Inco. ATI Technologies. Intrawest. Falconbridge. Fairmont. Big Canadian names all. And all snapped up by foreign companies in 2006. No wonder people believe corporate Canada is being hollowed out. But, just for the record, Canadian companies are more often the buyer than the seller. Of the 501 cross-border deals in the first three quarters of 2006, 363 foreign-owned companies were taken over by Canadians, according to Crosbie & Company Inc., a Toronto-based specialty investment bank.
The one thing everyone agrees on is the red-hot rate of M&A activity in this country: 1,430 deals worth $187 billion occurred in the first nine months of 2006. That torrid pace is expected to continue well into 2007 and beyond, says Doug Robbins, president of Robbinex Inc., a Hamilton-based business intermediary specializing in mid-sized companies.
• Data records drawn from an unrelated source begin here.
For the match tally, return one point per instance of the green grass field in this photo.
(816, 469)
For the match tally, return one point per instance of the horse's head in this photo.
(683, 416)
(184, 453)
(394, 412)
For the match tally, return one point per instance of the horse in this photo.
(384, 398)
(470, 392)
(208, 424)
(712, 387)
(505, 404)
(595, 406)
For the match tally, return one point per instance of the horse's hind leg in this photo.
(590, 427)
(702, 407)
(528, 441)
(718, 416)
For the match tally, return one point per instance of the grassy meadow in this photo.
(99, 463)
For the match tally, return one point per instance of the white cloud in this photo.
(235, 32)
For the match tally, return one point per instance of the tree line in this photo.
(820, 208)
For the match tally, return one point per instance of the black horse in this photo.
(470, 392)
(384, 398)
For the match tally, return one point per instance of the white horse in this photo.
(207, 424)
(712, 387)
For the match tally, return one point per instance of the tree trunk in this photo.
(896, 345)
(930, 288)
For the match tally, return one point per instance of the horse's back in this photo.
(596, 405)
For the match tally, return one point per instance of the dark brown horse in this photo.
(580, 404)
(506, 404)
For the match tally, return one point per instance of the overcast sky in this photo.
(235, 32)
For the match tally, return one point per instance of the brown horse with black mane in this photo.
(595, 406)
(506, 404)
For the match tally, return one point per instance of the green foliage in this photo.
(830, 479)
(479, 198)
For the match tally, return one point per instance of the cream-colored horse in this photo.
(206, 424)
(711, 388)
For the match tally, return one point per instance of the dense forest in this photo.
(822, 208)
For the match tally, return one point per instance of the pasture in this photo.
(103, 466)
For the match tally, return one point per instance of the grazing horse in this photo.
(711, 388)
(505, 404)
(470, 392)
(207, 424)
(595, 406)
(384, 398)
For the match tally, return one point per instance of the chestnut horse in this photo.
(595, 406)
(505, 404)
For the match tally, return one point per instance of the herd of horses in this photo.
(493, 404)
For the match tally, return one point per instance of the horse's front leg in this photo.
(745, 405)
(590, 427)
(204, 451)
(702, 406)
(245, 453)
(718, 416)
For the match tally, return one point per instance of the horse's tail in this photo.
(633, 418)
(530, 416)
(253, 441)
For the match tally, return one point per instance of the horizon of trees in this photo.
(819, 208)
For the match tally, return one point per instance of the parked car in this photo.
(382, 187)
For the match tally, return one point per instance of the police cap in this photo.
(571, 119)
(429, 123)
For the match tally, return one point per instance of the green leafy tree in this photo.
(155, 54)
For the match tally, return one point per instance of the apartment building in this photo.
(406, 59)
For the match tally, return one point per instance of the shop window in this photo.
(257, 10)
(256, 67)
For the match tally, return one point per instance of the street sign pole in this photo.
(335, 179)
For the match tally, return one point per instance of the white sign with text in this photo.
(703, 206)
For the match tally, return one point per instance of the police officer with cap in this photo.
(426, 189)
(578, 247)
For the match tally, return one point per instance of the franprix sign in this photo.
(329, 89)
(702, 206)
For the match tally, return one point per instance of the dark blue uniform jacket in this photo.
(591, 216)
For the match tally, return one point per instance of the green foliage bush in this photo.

Why? Big deals beget a larger number of smaller deals, and there were 18 mega-transactions valued at more than $1 billion each during the third quarter alone. “I sense that we're going to see a great deal of activity in the next 12 to 18 months in the mid-market,” says Robbins.
Those in most demand are service companies, “because they can double their revenue without having to make any significant capital expenditures,” says Robbins. On the flip side, capital-intensive businesses, such as printing companies, are sliding off buyers' charts.
Want to cash in on the current wave of activity? The average time it takes to sell a business, including the research put toward making the decision, finding a buyer and closing the deal, is 38.5 months, says Robbins. Better get cracking.